Public health is the application of medicine to improve people's overall wellness and prevent disease onset. AI can aid significantly to this field by identifying risk factors and high-risk groups susceptible to an illness and helping them by dedicating limited public resources to the right population cohorts. In the Indian context, AI has not been widely used in the public health context. Still, there lies an enormous opportunity to apply AI for disease surveillance, health education, monitoring & evaluation, workforce development, public health research, development of public health policy, and enforcing public health laws and regulations.

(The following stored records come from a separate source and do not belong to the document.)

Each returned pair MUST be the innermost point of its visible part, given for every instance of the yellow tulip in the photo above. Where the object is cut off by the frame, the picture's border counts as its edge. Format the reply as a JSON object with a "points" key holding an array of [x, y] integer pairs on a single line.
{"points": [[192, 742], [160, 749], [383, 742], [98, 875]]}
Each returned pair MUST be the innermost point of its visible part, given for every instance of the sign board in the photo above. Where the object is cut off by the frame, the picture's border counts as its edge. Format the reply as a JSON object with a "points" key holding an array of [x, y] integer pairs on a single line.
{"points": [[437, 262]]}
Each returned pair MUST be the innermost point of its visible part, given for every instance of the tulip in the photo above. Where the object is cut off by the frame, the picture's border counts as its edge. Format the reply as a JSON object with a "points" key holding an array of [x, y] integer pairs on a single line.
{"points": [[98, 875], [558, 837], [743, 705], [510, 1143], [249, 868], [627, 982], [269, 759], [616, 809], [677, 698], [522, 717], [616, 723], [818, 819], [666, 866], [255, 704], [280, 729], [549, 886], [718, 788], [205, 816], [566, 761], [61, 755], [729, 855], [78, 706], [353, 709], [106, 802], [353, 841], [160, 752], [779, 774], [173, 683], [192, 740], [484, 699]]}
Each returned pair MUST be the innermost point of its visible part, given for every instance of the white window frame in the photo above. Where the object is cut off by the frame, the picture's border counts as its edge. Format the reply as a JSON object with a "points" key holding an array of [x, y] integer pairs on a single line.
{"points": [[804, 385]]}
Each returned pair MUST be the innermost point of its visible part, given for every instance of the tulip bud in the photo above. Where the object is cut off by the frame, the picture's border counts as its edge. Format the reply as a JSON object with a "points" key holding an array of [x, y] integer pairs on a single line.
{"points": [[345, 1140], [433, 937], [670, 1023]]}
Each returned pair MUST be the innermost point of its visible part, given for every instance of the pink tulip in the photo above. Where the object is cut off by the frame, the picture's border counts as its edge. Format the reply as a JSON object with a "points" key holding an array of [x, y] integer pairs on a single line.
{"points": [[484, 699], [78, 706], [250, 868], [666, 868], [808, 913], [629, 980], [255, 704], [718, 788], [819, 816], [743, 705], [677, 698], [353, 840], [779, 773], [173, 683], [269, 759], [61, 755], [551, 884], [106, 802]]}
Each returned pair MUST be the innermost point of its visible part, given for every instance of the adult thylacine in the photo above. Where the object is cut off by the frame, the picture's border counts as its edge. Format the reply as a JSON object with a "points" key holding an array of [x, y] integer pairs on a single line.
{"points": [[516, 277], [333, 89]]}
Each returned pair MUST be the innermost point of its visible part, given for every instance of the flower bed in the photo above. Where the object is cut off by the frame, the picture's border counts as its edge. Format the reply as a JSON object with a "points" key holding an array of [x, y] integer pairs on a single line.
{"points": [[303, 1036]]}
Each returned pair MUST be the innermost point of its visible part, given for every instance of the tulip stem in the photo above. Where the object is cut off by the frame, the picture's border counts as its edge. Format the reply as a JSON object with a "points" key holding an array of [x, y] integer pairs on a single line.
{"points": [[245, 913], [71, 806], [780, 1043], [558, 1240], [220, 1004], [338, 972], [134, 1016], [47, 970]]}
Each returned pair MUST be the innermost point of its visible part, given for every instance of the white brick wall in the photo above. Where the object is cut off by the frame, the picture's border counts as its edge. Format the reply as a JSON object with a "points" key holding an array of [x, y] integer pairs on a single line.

Our ongoing research found several areas where AI can be applied in healthcare, but only a few have gained prominence in India. Based on our study, we identified some of the underlying reasons for the same. There needs to be more IT infrastructure in the healthcare domain, so the interaction between the various stakeholders can be captured in digital format. India needs a standardized format for electronic health records (EHR), which helps collate or porting of health records between various healthcare institutions. There is a lack of large-scale healthcare datasets of Indian patients available for AI research. There needs to be clear regulations relating to the privacy and security of healthcare records. AI applications often have inaccuracies at the start, which improves over time. A range of ethical aspects arise related to applying AI-based recommendations to the patients, or the recommendations must always be routed via a trained physician. Like the FDA in the USA, there need to be explicit safety norms on what sort of applications can be administered to patients. Our ongoing research focuses on some aspects like healthcare AI adoption in India, challenges in healthcare AI adoption in India, privacy issues related to patient data and regulations enabling the higher adoption of healthcare AI in India.